Why It’s Hard for the U.S. Congress To Pass a Budget

Why It’s Hard for the U.S. Congress To Pass a Budget

It’s Monday, and the federal government is still open. That’s a good thing, but it’s no cause for celebration.

The most basic task of Congress is to regularly pass a federal budget before the start of the next fiscal year. But Congress has not passed a budget and completed all the appropriations bills that actually fund the federal government on time since 1996. (This year, the Senate has completed zero of the 12 appropriations bills.)

So legislators keep the government moving by simply extending existing budgets — through a “continuing resolution” — until they can be bothered to get their jobs done.

In several recent years, no budget was ever passed, and continuing resolutions were extended for the next full year. In 2018, neither the House nor Senate even voted on a budget, let alone passed one.

During the past decade, the government has shut down three times, from anywhere from three to 35 days, at a cost to taxpayers of more than $7 billion. Thankfully, that didn’t happen this weekend.
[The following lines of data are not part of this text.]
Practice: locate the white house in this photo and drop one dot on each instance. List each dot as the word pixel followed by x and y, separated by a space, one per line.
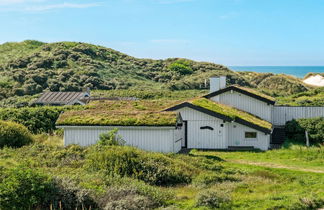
pixel 227 118
pixel 210 125
pixel 163 132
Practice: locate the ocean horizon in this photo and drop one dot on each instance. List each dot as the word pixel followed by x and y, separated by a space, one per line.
pixel 297 71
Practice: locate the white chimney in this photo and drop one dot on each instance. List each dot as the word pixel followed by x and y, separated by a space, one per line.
pixel 222 82
pixel 214 84
pixel 217 83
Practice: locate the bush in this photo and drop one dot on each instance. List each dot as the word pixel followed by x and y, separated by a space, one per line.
pixel 153 168
pixel 308 203
pixel 181 66
pixel 213 199
pixel 213 178
pixel 14 135
pixel 24 188
pixel 295 130
pixel 111 138
pixel 68 195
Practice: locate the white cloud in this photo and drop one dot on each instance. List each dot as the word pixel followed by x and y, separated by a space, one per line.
pixel 60 6
pixel 229 15
pixel 169 41
pixel 172 1
pixel 12 2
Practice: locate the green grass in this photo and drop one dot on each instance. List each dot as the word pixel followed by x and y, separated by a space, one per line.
pixel 121 113
pixel 254 187
pixel 230 112
pixel 298 157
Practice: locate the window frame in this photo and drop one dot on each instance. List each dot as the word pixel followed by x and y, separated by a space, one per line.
pixel 254 135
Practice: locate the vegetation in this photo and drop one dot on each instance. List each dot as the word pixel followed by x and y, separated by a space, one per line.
pixel 295 130
pixel 120 177
pixel 231 112
pixel 275 84
pixel 13 135
pixel 36 119
pixel 30 67
pixel 69 66
pixel 110 138
pixel 99 117
pixel 257 93
pixel 314 97
pixel 152 168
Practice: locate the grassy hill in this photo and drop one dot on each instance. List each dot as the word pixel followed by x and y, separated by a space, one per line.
pixel 30 67
pixel 120 177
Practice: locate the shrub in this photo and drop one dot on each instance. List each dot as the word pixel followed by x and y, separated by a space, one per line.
pixel 213 178
pixel 68 195
pixel 14 135
pixel 23 188
pixel 153 168
pixel 265 174
pixel 295 130
pixel 181 66
pixel 213 199
pixel 308 203
pixel 126 198
pixel 111 138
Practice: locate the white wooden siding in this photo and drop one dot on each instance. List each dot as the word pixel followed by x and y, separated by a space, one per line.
pixel 203 138
pixel 283 114
pixel 157 139
pixel 236 137
pixel 245 103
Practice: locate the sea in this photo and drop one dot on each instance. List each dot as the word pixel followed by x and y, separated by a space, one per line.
pixel 297 71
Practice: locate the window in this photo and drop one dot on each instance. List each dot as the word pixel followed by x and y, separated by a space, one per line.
pixel 250 135
pixel 207 127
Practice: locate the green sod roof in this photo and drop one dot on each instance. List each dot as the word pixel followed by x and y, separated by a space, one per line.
pixel 255 92
pixel 230 112
pixel 110 118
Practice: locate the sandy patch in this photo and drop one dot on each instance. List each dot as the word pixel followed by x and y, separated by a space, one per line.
pixel 316 80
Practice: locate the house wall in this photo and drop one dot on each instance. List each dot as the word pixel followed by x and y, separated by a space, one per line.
pixel 157 139
pixel 236 137
pixel 245 103
pixel 204 138
pixel 283 114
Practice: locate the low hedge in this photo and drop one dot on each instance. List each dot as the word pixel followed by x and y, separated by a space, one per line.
pixel 14 135
pixel 295 130
pixel 152 168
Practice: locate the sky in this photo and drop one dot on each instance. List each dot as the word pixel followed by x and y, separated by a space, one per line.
pixel 228 32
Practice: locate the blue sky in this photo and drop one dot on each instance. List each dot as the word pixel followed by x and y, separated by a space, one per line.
pixel 229 32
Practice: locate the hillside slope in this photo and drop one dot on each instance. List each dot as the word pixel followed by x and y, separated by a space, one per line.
pixel 30 67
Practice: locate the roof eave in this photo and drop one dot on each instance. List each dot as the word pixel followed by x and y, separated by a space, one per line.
pixel 218 115
pixel 260 98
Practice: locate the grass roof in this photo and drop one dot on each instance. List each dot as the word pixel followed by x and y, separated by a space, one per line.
pixel 109 118
pixel 121 113
pixel 230 112
pixel 255 92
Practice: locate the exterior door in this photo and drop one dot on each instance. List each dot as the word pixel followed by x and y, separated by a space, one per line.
pixel 184 142
pixel 206 135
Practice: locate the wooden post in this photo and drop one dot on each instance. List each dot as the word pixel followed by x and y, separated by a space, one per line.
pixel 307 138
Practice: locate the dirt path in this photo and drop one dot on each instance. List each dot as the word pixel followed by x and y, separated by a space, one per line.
pixel 273 165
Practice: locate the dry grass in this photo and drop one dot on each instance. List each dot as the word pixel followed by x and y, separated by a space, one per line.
pixel 230 112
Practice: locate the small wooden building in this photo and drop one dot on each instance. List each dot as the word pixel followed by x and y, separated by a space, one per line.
pixel 152 131
pixel 210 125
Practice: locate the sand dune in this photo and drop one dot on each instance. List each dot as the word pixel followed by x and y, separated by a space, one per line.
pixel 316 80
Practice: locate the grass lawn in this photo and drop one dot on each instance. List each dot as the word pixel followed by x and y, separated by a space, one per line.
pixel 295 157
pixel 263 187
pixel 218 180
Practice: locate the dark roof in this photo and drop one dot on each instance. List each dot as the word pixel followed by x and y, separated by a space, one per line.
pixel 59 98
pixel 245 91
pixel 220 116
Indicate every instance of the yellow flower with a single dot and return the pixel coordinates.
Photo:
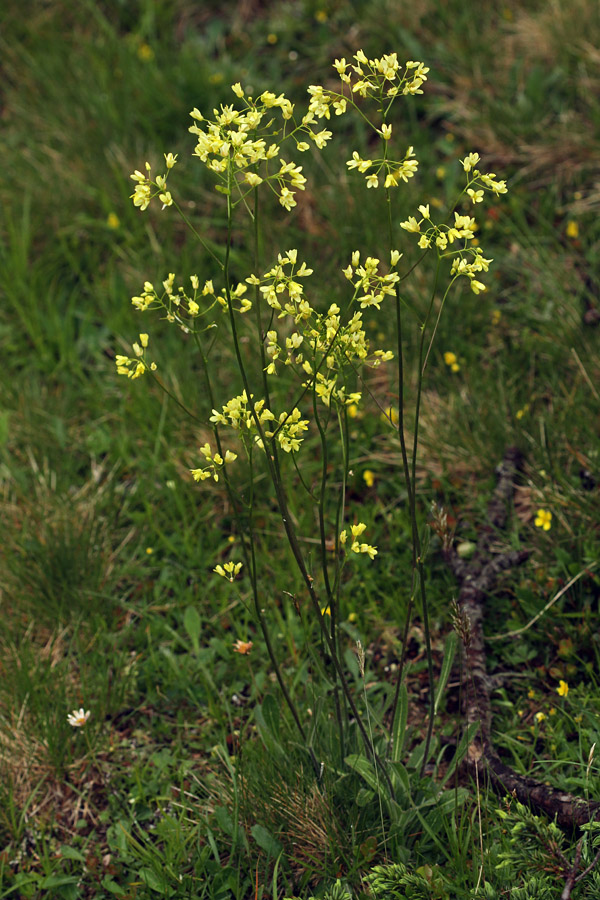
(543, 519)
(78, 717)
(572, 229)
(145, 53)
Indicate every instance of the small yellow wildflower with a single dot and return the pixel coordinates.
(543, 519)
(78, 717)
(572, 229)
(229, 571)
(145, 53)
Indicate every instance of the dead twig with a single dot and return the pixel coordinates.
(477, 578)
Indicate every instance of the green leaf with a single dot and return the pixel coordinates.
(400, 719)
(4, 418)
(193, 625)
(154, 881)
(364, 768)
(71, 853)
(270, 710)
(266, 841)
(110, 885)
(449, 652)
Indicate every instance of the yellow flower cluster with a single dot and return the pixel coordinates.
(237, 413)
(488, 181)
(277, 282)
(239, 144)
(356, 546)
(451, 361)
(373, 285)
(216, 462)
(442, 236)
(135, 366)
(229, 571)
(324, 346)
(381, 77)
(395, 172)
(184, 308)
(543, 519)
(146, 189)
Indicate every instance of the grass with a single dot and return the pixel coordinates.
(189, 780)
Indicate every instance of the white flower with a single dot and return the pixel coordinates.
(78, 717)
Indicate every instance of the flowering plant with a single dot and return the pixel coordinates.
(318, 350)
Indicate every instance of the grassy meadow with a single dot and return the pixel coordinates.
(191, 779)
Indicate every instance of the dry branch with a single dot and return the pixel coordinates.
(477, 578)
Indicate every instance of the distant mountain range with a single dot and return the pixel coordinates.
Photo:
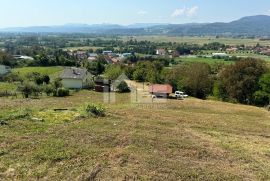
(249, 26)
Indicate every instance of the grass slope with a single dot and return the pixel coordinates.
(42, 70)
(177, 140)
(198, 40)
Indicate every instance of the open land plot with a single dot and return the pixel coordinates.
(197, 40)
(177, 140)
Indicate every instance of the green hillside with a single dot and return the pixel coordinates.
(176, 140)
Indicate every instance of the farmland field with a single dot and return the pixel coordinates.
(203, 60)
(7, 86)
(51, 71)
(178, 140)
(198, 40)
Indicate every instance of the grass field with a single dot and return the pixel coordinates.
(197, 40)
(7, 86)
(177, 140)
(209, 61)
(51, 71)
(83, 48)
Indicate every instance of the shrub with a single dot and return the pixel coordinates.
(61, 92)
(48, 89)
(95, 110)
(123, 87)
(29, 88)
(261, 98)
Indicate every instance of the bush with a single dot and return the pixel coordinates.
(29, 88)
(95, 110)
(123, 87)
(261, 98)
(61, 92)
(48, 89)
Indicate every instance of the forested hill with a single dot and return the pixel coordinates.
(249, 26)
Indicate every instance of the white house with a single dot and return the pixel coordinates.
(4, 70)
(76, 78)
(161, 52)
(220, 55)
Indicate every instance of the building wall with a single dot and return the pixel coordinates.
(3, 70)
(72, 83)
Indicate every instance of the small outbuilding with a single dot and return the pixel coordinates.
(76, 78)
(4, 70)
(161, 90)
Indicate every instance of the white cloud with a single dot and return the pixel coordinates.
(189, 12)
(142, 13)
(267, 12)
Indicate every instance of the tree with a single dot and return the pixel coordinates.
(46, 79)
(96, 68)
(123, 87)
(113, 72)
(241, 80)
(262, 96)
(195, 79)
(29, 88)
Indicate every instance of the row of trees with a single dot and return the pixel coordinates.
(247, 81)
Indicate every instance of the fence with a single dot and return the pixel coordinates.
(7, 93)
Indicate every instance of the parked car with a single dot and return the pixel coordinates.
(180, 95)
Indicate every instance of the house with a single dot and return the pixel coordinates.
(92, 57)
(161, 52)
(23, 57)
(76, 78)
(80, 54)
(107, 52)
(4, 70)
(232, 50)
(161, 90)
(220, 55)
(102, 85)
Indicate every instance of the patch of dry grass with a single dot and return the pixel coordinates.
(178, 140)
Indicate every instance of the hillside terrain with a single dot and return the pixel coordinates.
(177, 140)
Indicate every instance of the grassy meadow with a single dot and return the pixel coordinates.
(42, 70)
(198, 40)
(177, 140)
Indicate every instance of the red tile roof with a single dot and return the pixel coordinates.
(161, 88)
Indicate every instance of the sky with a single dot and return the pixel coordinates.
(21, 13)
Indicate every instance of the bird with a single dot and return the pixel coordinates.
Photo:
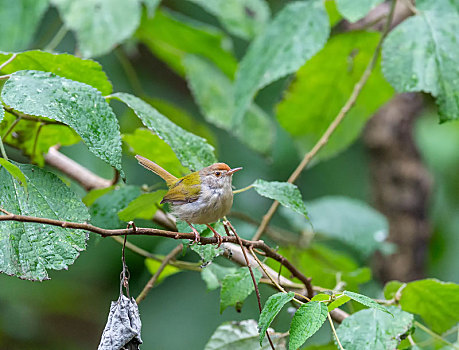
(201, 197)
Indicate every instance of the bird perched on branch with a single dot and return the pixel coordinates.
(201, 197)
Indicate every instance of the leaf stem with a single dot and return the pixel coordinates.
(173, 253)
(335, 123)
(334, 331)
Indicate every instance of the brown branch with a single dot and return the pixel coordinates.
(335, 123)
(158, 272)
(257, 292)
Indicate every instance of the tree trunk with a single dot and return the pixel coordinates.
(401, 187)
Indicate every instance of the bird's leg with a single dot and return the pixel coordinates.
(219, 238)
(197, 237)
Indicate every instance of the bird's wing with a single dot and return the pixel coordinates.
(182, 193)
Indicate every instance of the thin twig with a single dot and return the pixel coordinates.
(257, 292)
(8, 61)
(332, 127)
(158, 272)
(334, 331)
(2, 150)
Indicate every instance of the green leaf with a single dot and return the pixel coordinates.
(324, 84)
(170, 37)
(353, 10)
(236, 287)
(325, 266)
(286, 193)
(341, 300)
(306, 321)
(364, 300)
(191, 150)
(28, 250)
(20, 20)
(294, 36)
(272, 307)
(348, 220)
(242, 18)
(149, 145)
(68, 66)
(391, 288)
(213, 92)
(421, 54)
(92, 195)
(78, 105)
(153, 265)
(435, 301)
(151, 5)
(241, 335)
(26, 132)
(143, 207)
(104, 211)
(373, 329)
(213, 275)
(15, 172)
(99, 25)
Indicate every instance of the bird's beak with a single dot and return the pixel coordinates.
(232, 171)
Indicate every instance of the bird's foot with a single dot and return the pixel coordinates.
(197, 237)
(216, 235)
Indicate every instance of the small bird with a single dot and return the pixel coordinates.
(201, 197)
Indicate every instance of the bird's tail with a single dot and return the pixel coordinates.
(148, 164)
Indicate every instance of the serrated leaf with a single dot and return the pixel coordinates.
(306, 321)
(214, 93)
(421, 54)
(170, 37)
(273, 305)
(348, 220)
(435, 301)
(353, 10)
(242, 18)
(236, 287)
(14, 171)
(104, 211)
(213, 275)
(341, 300)
(364, 300)
(298, 31)
(78, 105)
(241, 335)
(143, 207)
(28, 250)
(373, 329)
(26, 132)
(68, 66)
(285, 193)
(99, 25)
(324, 84)
(153, 265)
(20, 19)
(191, 150)
(150, 146)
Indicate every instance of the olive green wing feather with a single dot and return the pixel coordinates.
(183, 191)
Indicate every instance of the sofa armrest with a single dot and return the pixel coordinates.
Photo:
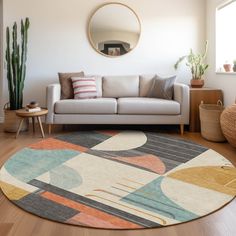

But even this minimal “success” was not free of politics. Fully one-quarter of the Senate voted against the continuing resolution less than 36 hours before inaction would result in a shutdown. It was even worse in the House, where the CR passed 230-201, with just 10 Republicans — including House Problem Solvers Caucus Co-chair Rep. Brian Fitzpatrick (R-PA) — in favor. Other Republicans had wanted to do their basic duty and vote for it, but were muscled into voting “no” by the GOP leadership, seeking an issue for the last month of the midterm campaign.

It’s no coincidence that the era of continuing resolutions has coincided with the increasing polarization of our politics. If Congress is filled with extremists and ambitious officials more interested in playing to the base than in doing their jobs, it’s no wonder even the most important tasks can’t get done.